Now this is an interesting-looking — and incredibly rare — creature.
With a bulbous head and 50 rows of tiny teeth, the 66th megamouth shark ever seen in the world washed ashore on the morning of Jan. 28 in Pio Duran, Albay, the Philippines, according to Marine Wildlife Watch of the Philippines. (Some say this is only the 60th confirmed sighting.)
The megamouth shark is so uncommon that until recently, some still considered it a cryptid, a creature so rare that it couldn’t be confirmed by science.

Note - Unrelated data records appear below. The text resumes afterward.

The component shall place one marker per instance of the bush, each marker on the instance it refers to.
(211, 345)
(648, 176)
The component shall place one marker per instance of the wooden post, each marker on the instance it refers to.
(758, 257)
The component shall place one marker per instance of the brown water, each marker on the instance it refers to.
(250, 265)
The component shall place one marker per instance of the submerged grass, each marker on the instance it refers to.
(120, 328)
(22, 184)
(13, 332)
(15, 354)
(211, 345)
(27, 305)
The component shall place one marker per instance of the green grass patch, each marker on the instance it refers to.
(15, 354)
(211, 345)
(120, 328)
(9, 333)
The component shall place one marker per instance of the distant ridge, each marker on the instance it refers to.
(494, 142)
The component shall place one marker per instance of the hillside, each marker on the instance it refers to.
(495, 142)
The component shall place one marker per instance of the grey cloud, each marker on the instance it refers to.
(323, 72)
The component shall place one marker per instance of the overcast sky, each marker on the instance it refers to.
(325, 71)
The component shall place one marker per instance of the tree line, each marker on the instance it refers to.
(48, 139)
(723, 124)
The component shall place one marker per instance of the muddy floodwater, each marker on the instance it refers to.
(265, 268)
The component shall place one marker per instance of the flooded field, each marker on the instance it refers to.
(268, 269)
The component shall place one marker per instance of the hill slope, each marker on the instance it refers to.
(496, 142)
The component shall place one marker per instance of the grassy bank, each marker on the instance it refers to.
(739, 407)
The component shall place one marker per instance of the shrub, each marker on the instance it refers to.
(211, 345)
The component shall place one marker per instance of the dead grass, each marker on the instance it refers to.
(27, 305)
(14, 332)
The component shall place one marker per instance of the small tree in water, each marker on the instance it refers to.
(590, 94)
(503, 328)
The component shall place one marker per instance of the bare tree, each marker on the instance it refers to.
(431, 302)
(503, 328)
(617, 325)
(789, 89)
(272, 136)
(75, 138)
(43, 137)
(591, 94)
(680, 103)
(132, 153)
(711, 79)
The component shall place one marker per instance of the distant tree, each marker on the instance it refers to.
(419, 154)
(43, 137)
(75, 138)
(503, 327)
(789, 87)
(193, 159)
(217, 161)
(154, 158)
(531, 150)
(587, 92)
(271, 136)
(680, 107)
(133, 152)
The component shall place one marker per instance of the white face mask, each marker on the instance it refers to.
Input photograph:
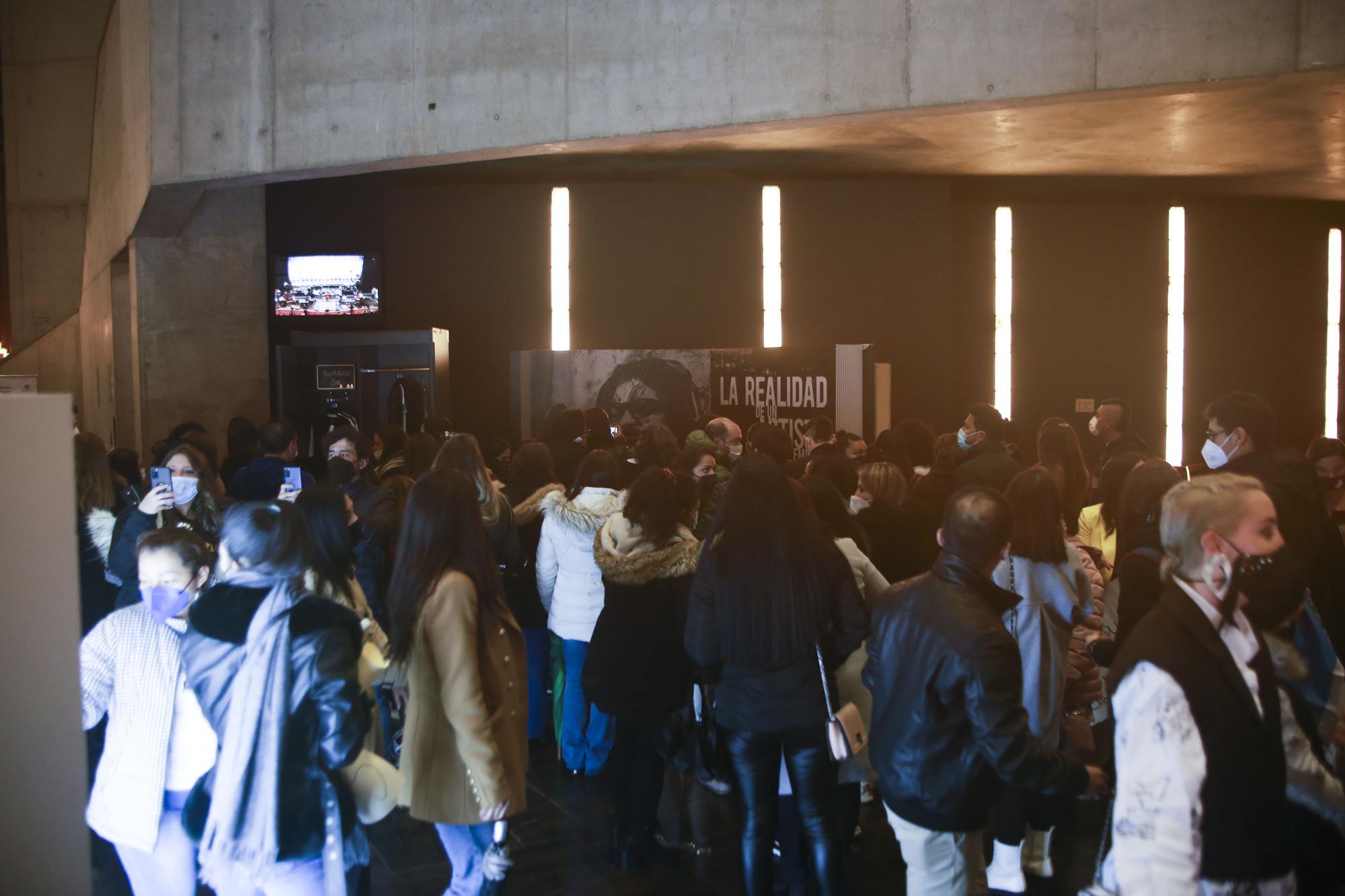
(1214, 455)
(184, 489)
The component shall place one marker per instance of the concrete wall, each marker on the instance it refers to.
(201, 317)
(264, 88)
(46, 842)
(49, 54)
(54, 358)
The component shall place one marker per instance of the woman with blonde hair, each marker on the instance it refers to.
(1202, 774)
(899, 545)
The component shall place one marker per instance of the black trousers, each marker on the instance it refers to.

And while the megamouth was first confirmed to exist in 1976 after being accidentally dragged up by a US Navy vessel, it’s still “one of the most rarely seen species of sharks,” marine biologist David Shiffman previously told Business Insider in an email.
Shiffman confirmed to Business Insider that this latest specimen did indeed absolutely appear to be a megamouth.
This one is a 4.6m long male, larger than some estimates for the maximum size of the male members of the species, though megamouths are some of the biggest sharks known.
And despite the many tiny teeth possessed by Megachasma pelagios, a scientific name that means “giant mouth of the deep”, this shark is one of the three that feed on plankton, potentially attracted by its glowing bioluminescent mouth. The other two plankton feeders are the basking shark and whale shark.
Its strange appearance might look scary to some, but unless you’re plankton, it’s totally safe.
This one is the 15th of these creatures found in the Philippines, the second-most seen in any country (behind Japan), though megamouths have been spotted all over the world.
From what we know based on a shark that scientists were able to track off the California coast in 1990, megamouths seem to spend most of the day about 400-500m below the surface. At night they rise up along with many other creatures, most likely to feed.